Dopóki nie ma 100% pewności, że organizmy genetycznie modyfikowane nie oddziałują na ekosystem, w którym występują, to nie ma potrzeby, by zgadzać się na ich swobodną uprawę – uważa minister rolnictwa Marek Sawicki. Resort pracuje nad ustawią o paszach i ustawą o nasiennictwie, które mają jednoznacznie ograniczyć ekspansję roślin genetycznie modyfikowanych.
Ministerstwo Rolnictwa i Rozwoju Wsi pracuje nad ustawą o paszach i nad ustawą o nasiennictwie, ponieważ te akty prawne pozostają w gestii resortu. Przygotowywane zmiany mają doprowadzić do zgodności naszych przepisów z prawodawstwem unijnym. Jednocześnie wszystkie, opracowywane obecnie w tym zakresie, rozwiązania prawne powinny ograniczać ekspansję roślin genetycznie modyfikowanych.
– Co do uprawy takich roślin, minister rolnictwa i rozwoju wsi sugeruje ministrowi środowiska, aby zgodnie z prawem wspólnotowym, wprowadzić rozwiązania, które w maksymalny sposób ograniczą możliwość uprawy takich roślin na cele paszowe i przemysłowe.
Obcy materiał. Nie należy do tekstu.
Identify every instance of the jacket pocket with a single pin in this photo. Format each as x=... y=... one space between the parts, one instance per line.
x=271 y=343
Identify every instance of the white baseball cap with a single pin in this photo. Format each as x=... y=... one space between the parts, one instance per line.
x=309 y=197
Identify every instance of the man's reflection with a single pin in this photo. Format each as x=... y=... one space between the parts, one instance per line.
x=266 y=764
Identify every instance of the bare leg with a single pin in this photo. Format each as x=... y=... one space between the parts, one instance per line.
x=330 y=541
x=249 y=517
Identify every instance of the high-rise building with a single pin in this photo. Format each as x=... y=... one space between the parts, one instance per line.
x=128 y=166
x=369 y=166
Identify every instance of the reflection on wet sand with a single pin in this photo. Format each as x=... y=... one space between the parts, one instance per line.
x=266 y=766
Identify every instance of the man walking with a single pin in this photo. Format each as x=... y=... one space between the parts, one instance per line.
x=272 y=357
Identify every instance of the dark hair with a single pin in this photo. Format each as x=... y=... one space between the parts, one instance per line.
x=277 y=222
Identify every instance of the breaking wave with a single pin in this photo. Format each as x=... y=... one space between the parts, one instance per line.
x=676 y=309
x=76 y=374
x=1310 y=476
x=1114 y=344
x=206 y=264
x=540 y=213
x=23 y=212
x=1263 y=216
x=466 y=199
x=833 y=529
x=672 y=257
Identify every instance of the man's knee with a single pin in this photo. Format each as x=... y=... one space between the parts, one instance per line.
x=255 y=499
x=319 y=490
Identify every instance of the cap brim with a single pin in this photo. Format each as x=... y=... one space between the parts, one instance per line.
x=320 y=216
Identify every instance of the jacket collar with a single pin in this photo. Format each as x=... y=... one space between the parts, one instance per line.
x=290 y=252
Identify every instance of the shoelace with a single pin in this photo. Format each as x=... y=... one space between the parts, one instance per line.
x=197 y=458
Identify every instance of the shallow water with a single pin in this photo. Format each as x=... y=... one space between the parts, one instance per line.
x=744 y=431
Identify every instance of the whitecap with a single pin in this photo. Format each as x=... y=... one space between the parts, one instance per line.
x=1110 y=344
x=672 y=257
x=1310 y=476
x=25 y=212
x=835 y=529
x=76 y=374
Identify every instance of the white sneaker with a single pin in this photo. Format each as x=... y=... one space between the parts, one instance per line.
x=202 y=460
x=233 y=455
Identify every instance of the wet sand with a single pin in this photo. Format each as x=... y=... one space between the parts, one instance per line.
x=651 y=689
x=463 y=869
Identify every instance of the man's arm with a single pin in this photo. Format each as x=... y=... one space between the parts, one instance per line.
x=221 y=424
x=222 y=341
Jeżeli zaistnieje taka konieczność, muszą to być uprawy w specjalnie wydzielonych strefach, oznakowanych i zabezpieczonych, z pełną gwarancją, że nie nastąpi przepylanie i krzyżowanie roślin genetycznie modyfikowanych z innymi w sąsiedztwie.
– Minister opowiada się przeciwko, uprawie w naszym kraju, takich roślin na cele spożywcze. Będzie również wymagał, aby wszystkie produkty zawierające GMO były oznakowane, żeby czytelna informacja znajdowała się na etykietach – informuje biuro prasowe resortu rolnictwa.